Local

Right on Cue, White House Press Awakens from its Bush Slumber


In fact, the media’s lullaby treatment of Bush at the outset of 2001 became so pronounced that even some members of the Beltway press corps acknowledged the unfolding phenomenon and how it so obviously contrasted with the high-octane coverage the outgoing Democratic administration had been bombarded with. “The truth is, this new president [Bush] has done things with relative impunity that would have been huge uproars if they had occurred under Clinton,” Politico‘s John Harris, then with The Washington Post, wrote during Bush’s first months in office. (Harris went on to cheer, “[G]ood for Washington in giving a new president a break at the start.”)

The other Clinton/Obama connection is how the press detests the way new Democratic White Houses treat the media. Of course, the irony is thick, considering the utter contempt the Bush White House displayed toward the press. The way former chief of staff Andrew Card famously dismissed the press as just another D.C. special interest group desperately seeking access, the way aides quickly formed habits of not returning reporters’ calls for weeks and months, and the way the Bush White House waved in a former male prostitute using an alias and without any valid journalistic credentials to toss softball questions during briefings. That’s how Republicans brushed back the press. But it’s the Democrats whom reporters lash out at. It’s the Democrats whom reporters denounce with righteous indignation within days of the new administration’s taking office.

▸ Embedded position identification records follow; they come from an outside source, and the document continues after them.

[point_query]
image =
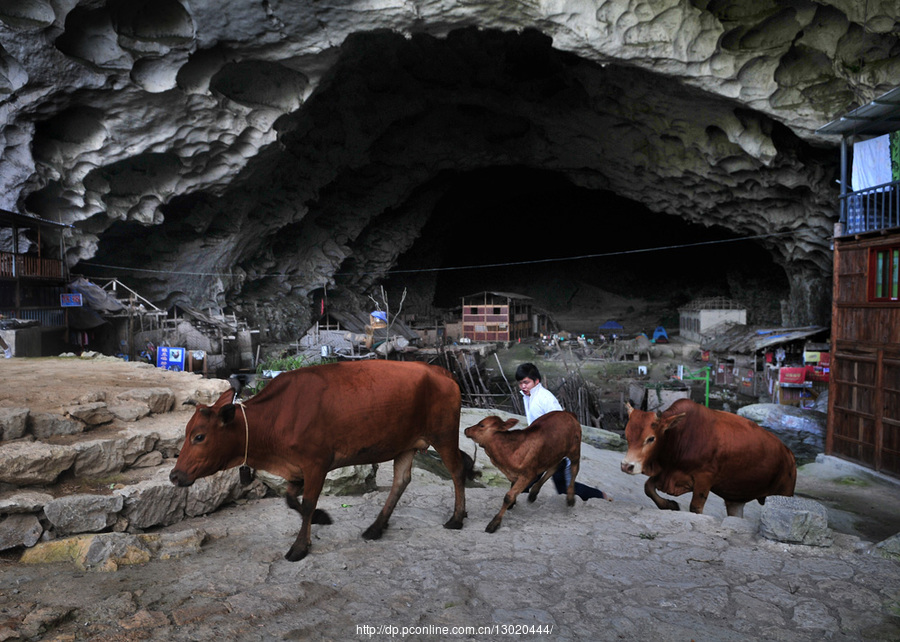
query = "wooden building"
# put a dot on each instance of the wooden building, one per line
(864, 393)
(700, 319)
(497, 316)
(32, 280)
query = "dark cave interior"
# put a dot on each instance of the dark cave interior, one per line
(532, 232)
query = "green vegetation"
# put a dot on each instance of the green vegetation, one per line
(282, 363)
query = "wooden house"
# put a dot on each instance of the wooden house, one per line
(700, 319)
(32, 283)
(864, 393)
(497, 316)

Back at the outset of 1993, journalists complained that the new Clinton communications team limited their access by closing off portions of the White House to reporters, that aides didn’t sufficiently schmooze journalists, and that the new president did not have enough formal press conferences. (And don’t even ask what reporters did when their pals in the White House travel office got fired.) “They’re dissing us,” Los Angeles Times California editor David Lauter, then-White House reporter, complained in April 1993.

Well, fast-forward to last week, and it’s déjà vu all over again. Here’s how Politico cataloged the media’s petty laundry list of grievances that sparked the press “frustration”:

There have been a handful of rocky moments so far. Some press staffers found their name cards misspelled on Wednesday and phone lines weren’t properly hooked up. Reporters trying to reach the press staff got emails bounced back.

[…]

And in the hours before Gibbs’ briefing, the northwest gate of the White House started running out of temporary passes.

No wonder NBC’s Chuck Todd compared the White House press room to Gitmo — reporters’ names were misspelled!

It was telling that in its piece about Obama’s press woes, Politico noted how the Clinton administration had also run into trouble with the press over issues of access. Noticeably absent from the Politico article was any mention of how the Bush administration dramatically limited media access, regularly cordoned off information from the press, and warned reporters that edgy questions posed at the daily sessions were “noted in the building.” That’s all been tossed down the memory hole. It’s only new Democratic presidents who are asked to play nice with the press and get badgered when they do not.